Operating System: Windows XP 64-bit, but host and device code compiled as 32 bit
CUDA toolkit: v. 2.3
SDK: v. 2.3
Compiler: Visual Studio 2008, v. 9.0.21022.8 RTM
Hardware:
CPU Intel Core2 Duo E8600 3.33GHz,
GPU NVIDIA GeForce 9600GT (for display only),
GPU NVIDIA GeForce GTX 285 (for CUDA computation)
Driver: 191.07
Problem: Under certian conditions (see below) not all blocks of a kernel are executed at once despite the device being capable of doing so
Detail:
Consider launching two kernels (both with occupancy=1) on a device of compute capability 1.3 and with 30 stream multiprocessors:
kernelA<<<p,256>>>
kernelB<<<q,512>>>
Let q be equal to 60.
If p is smaller than X (X equals #SM*2=60 in my case, but cannot assert that particular value elsewhere) then kernelB is initially launched with less than q blocks, and only after some blocks end their work, new are scheduled in.
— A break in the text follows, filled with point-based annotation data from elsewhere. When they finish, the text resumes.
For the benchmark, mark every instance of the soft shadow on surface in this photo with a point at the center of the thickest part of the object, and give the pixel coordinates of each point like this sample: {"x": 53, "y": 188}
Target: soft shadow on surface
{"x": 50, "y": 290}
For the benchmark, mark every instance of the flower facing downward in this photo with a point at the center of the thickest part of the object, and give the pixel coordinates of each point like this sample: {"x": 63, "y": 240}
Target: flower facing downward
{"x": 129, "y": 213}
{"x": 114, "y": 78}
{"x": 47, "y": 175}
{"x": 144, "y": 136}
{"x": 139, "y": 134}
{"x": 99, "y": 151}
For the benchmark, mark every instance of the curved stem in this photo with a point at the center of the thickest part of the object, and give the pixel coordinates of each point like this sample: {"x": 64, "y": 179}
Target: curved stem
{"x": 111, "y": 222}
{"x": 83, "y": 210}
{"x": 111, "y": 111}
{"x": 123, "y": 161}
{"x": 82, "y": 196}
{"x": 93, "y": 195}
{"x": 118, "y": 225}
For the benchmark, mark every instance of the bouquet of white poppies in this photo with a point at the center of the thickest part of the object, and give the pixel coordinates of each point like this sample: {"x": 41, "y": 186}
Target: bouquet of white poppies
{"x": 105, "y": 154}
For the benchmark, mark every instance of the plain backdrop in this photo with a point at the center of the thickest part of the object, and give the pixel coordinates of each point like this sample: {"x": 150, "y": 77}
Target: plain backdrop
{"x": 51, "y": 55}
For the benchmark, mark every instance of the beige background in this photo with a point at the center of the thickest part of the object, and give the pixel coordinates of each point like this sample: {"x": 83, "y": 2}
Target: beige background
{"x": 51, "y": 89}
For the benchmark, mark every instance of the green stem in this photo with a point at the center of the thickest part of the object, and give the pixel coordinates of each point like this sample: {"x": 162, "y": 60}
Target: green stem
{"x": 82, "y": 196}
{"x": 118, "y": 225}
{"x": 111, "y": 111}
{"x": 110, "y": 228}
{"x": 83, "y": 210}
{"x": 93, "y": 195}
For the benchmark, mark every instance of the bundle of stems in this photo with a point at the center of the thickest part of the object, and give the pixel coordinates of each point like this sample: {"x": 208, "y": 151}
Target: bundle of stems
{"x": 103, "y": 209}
This can lead to serious drop in performance and in some cases may cause a program to work incorrectly - for example, if the kernel assumes all its blocks are active.
Example:
__global__ void emptyKernel() {}
__global__ void myKernel(int *control, int *output) {
int numberOfAttempts=0;
int terminate=1234567;
output[blockIdx.x]=1;
__syncthreads();
//attempt to synchronise all blocks
if (threadIdx.x==0) {
atomicAdd(control,1);
volatile int v;
do {
++numberOfAttempts;
v=*(volatile int *)control; //volatile to force read from global
if (numberOfAttempts==terminate) {
output[blockIdx.x]=0; //we waited too long. Report the problem and quit the loop
break;
}
} while (v<gridDim.x);
}
__syncthreads();
}
int main() {
/* [...] initialisation which I skipped here, e.g. choosing the best GPU */
const int maxBlocks=60;
int *gpuControl;
cudaMalloc((void**)&gpuControl, sizeof(int));
int cpuControl=0;
cudaMemcpy(gpuControl,&cpuControl,sizeof(int),cudaMemcpyHostToDevice);
int *gpuOutput;
cudaMalloc((void**)&gpuOutput, sizeof(int)*maxBlocks);
int cpuOutput[maxBlocks];
int thr=480;
int p=13;
int q=60;
emptyKernel<<<p,thr>>>();
cudaThreadSynchronize(); //not needed but to be on the safe side...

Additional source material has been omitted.